Even the bottle tells you to do something that is totally unnecessary. Using it after a water change is not necessary since there are no (or only miniscule amounts) of nitrifying bacteria present in the water column. Nitrifying bacteria are attached to everything in the tank but mainly, the vast majority are in/on the filter/media. That is where the most food is present as ammonia & nitrite are passed through the filter. Obviously, in a cycled tank you would not ever see measurable amounts of those toxins but there is always a very small amount.
The only way you every really suffer a bacteria loss is if you do something to the filter such as changing media (if you have carbon in your filter now, replace it with some other media as soon as possible) or if you have a hang on back filter, changing the filter pack or treat with a medication that kills the bacteria colony. So they are telling you to use their product at a time when it s totally unnecessary (just like filter companies tell you to change the filter every 2 weeks).

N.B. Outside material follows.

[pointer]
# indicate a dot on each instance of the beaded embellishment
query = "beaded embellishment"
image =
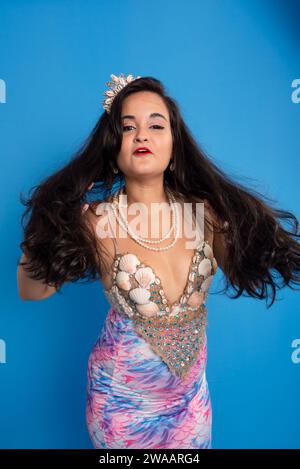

I mentioned carbon. It is primarily a mechanical filter. Most of us only use it to remove medications from the tank after treatment. Some don't even do that and simply do extra wter changes to dilute it. It really becomes saturated in anywhere from a day to a couple weeks and isnt doing anything for the tank other than providing a home for the bacteria. When you change it, you basically are throwing your biological filter away and putting your tank in a mini-cycle. And when you have to treat a tank, you have to remove it, putting the tank in a mini-cycle at a time that you least need to have water quality issues.
Last but not least, you mentioned that the test results have been fine. Do you mean that ammonia and nitrite hae both been zero nything other than that isn't fine even though some test kits list what that call a "safe" range. Any measurable amount of ammonia or nitrite is dangerous.